Sashverstand

Toleranzkeule

Es scheint inzwischen ein weit verbreitetes Mittel zu sein, ins Auge gefasste Maßnahmen zum Umgang mit schädlichem Verhalten in Bezug auf Klima- und Tierschutz mit dem rücksichtslosen Versuch der Freiheitsberaubung des unbedarften Bürgers gleichzusetzen. Auch Christian Lindner darf als Häuptling des Neoliberalismus hierbei natürlich nicht fehlen. Er legt in Folge des von ihm zuletzt selbst etablierten Schnitzel-Populismus und dem darauf folgenden Kacksturm nochmal nach und ebnet sich und all jenen, die sich weiterhin einer zielführenden Debatte um Nachhaltigkeit verschließen, schon mal vorsorglich den Weg in die Opferrolle der gefühlt erlittenen Intoleranz.
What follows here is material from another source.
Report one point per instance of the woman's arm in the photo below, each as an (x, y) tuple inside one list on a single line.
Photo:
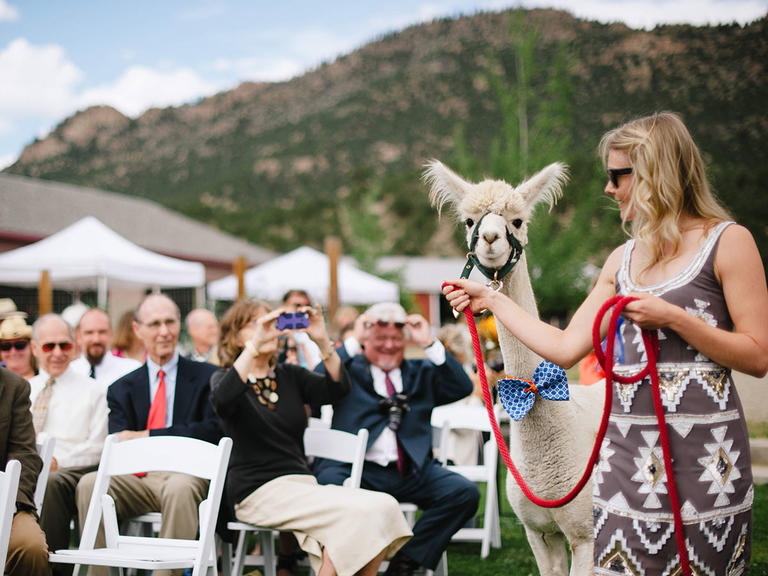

„Was kann ich dafür, wenn der Chef der @Die_Gruenen in der @DIEZEIT schreibt, Fleischkonsum gehöre „verpönt“? 🤷‍♂️ Wer will, lebt #vegan oder isst #Schnitzel. Ich bin für #Freiheit und #Toleranz. Und für smarte Wege, Fleisch klimaneutral und nachhaltig zu machen. Das geht.“

Christian Lindner

Einmal ganz davon abgesehen, dass diese Aussage jeglicher ethischer und wissenschaftlicher Grundlage entbehrt und Habeck das so nie gesagt hat, spielt Lindner hier exakt mit den Mitteln, die progressives, selbstkritisches Denken mit dem Ziel der persönlichen Weiterentwicklung im Wandel der Zeit blockieren (sollen). Er will damit in etwa sagen: „Wenn ihr bösen Ökos mir mein Schnitzel wegnehmen und mich zwingen wollt, Tierleben zu retten, dann seid ihr aber ganz schön intolerant und wollt mir meine Freiheit nehmen.“ Was natürlich ausgemachter Unfug ist. Denn von der Freiheit und Unversehrtheit der Tiere, die weiterhin wie gewohnt auf dem Teller landen sollen, ist hier leider gar nicht die Rede. Die haben anscheinend keinerlei Toleranz und Empathie verdient. Und dieser Umstand soll wohl am besten widerspruchsfrei eingepreist und großflächig akzeptiert bleiben. Hauptsache, man bringt niemanden an den Rand seiner persönlichen Gewohnheiten. Wo kämen wir denn da hin, wenn man sich in Sachen Konsum am Ende selbst hinterfragen und einen ersten Schritt tun müsste und somit die empört kommentierten „Verbotsfantasien“ der viel zitierten „Ökofaschisten“ fast schon wieder obsolet würden?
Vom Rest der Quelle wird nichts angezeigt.